The following example request finds the number of unique product IDs in the OpenSearch Dashboards sample e-commerce data:

GET opensearch_dashboards_sample_data_ecommerce/_search
{
  "size": 0,
  "aggs": {
    "unique_products": {
      "cardinality": {
        "field": "products.product_id"
      }
    }
  }
}

Example response

As shown in the following example response, the aggregation returns the cardinality count in the unique_products variable:

{
  "took": 176,
  "timed_out": false,
  "_shards": {
    "total": 1,
    "successful": 1,
    "skipped": 0,
    "failed": 0
  },
  "hits": {
    "total": {
      "value": 4675,
      "relation": "eq"
    },
    "max_score": null,
    "hits": []
  },
  "aggregations": {
    "unique_products": {
      "value": 7033
    }
  }
}

Controlling precision

An accurate cardinality calculation requires loading all the values into a hash set and returning its size. This approach doesn’t scale well; it can require huge amounts of memory and cause high latencies.

You can control the trade-off between memory and accuracy by using the precision_threshold setting. This parameter sets the threshold below which counts are expected to be close to accurate. Counts higher than this value may be less accurate.

The default value of precision_threshold is 3,000. The maximum supported value is 40,000.

The cardinality aggregation uses the HyperLogLog++ algorithm. Cardinality counts are typically very accurate up to the precision threshold and are within 6% of the true count in most other cases, even with a threshold of as low as 100.

Precomputing hashes

For high-cardinality string fields, storing hash values for the index field and computing the cardinality of the hash can save compute and memory resources. Use this approach with caution; it is more efficient only for sets with long strings and/or high cardinality. Numeric fields and less memory-consuming string sets are better processed directly.

Example: Controlling precision

Set the precision threshold to 10000 unique values:

GET opensearch_dashboards_sample_data_ecommerce/_search
{
  "size": 0,
  "aggs": {
    "unique_products": {
      "cardinality": {
        "field": "products.product_id",
        "precision_threshold": 10000
      }
    }
  }
}

The response is similar to the result with the default threshold, but the returned value is slightly different. Vary the precision_threshold parameter to see how it affects the cardinality estimate.

Configuring aggregation execution

You can control how an aggregation runs using the execution_hint setting. This setting supports two options:

  • direct – Uses field values directly.
  • ordinals – Uses ordinals of the field.

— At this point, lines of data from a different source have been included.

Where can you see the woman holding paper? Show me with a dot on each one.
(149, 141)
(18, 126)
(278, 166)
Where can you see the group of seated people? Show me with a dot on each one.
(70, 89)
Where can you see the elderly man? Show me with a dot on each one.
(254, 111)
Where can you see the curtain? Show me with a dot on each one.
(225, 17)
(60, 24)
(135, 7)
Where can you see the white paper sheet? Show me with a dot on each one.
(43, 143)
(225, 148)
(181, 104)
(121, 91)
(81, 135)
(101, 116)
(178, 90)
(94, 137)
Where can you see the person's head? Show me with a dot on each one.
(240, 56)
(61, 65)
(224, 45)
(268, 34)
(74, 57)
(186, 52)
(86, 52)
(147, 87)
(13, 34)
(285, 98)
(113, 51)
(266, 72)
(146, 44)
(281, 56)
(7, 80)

If you don’t specify execution_hint, OpenSearch automatically chooses the best option for the field.

Setting ordinals on a non-ordinal field has no effect. Similarly, direct has no effect on ordinal fields.

This is an expert-level setting. Ordinals use byte arrays, where the array size depends on the field’s cardinality. High-cardinality fields can consume significant heap memory, increasing the risk of out-of-memory errors.

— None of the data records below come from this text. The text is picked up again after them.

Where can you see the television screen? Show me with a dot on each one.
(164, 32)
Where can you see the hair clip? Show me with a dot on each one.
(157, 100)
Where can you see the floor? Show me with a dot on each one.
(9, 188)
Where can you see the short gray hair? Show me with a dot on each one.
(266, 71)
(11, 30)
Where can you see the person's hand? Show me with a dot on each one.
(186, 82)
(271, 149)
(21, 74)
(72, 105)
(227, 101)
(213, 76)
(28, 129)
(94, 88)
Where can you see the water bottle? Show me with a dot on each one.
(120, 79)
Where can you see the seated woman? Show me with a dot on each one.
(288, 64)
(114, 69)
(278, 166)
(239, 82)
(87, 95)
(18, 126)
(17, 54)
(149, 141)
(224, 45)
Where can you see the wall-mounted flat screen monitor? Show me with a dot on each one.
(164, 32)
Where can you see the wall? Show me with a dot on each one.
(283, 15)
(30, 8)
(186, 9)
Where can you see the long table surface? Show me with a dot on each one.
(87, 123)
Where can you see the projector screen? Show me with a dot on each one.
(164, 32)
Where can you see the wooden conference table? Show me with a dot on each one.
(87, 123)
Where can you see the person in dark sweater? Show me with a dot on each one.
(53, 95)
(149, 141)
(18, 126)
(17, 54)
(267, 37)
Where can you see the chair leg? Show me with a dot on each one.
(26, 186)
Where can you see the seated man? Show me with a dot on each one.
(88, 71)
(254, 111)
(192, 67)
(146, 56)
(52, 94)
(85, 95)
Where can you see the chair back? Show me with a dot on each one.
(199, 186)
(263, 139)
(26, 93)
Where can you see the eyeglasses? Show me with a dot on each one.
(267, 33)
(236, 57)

Example: Controlling execution

The following request runs a cardinality aggregation using ordinals:

GET opensearch_dashboards_sample_data_ecommerce/_search
{
  "size": 0,
  "aggs": {
    "unique_products": {
      "cardinality": {
        "field": "products.product_id",
        "execution_hint": "ordinals"
      }
    }
  }
}

Missing values

You can assign a value to missing instances of the aggregated field. See Missing aggregations for more information.

Replacing missing values in a cardinality aggregation adds the replacement value to the list of unique values, increasing the actual cardinality by one.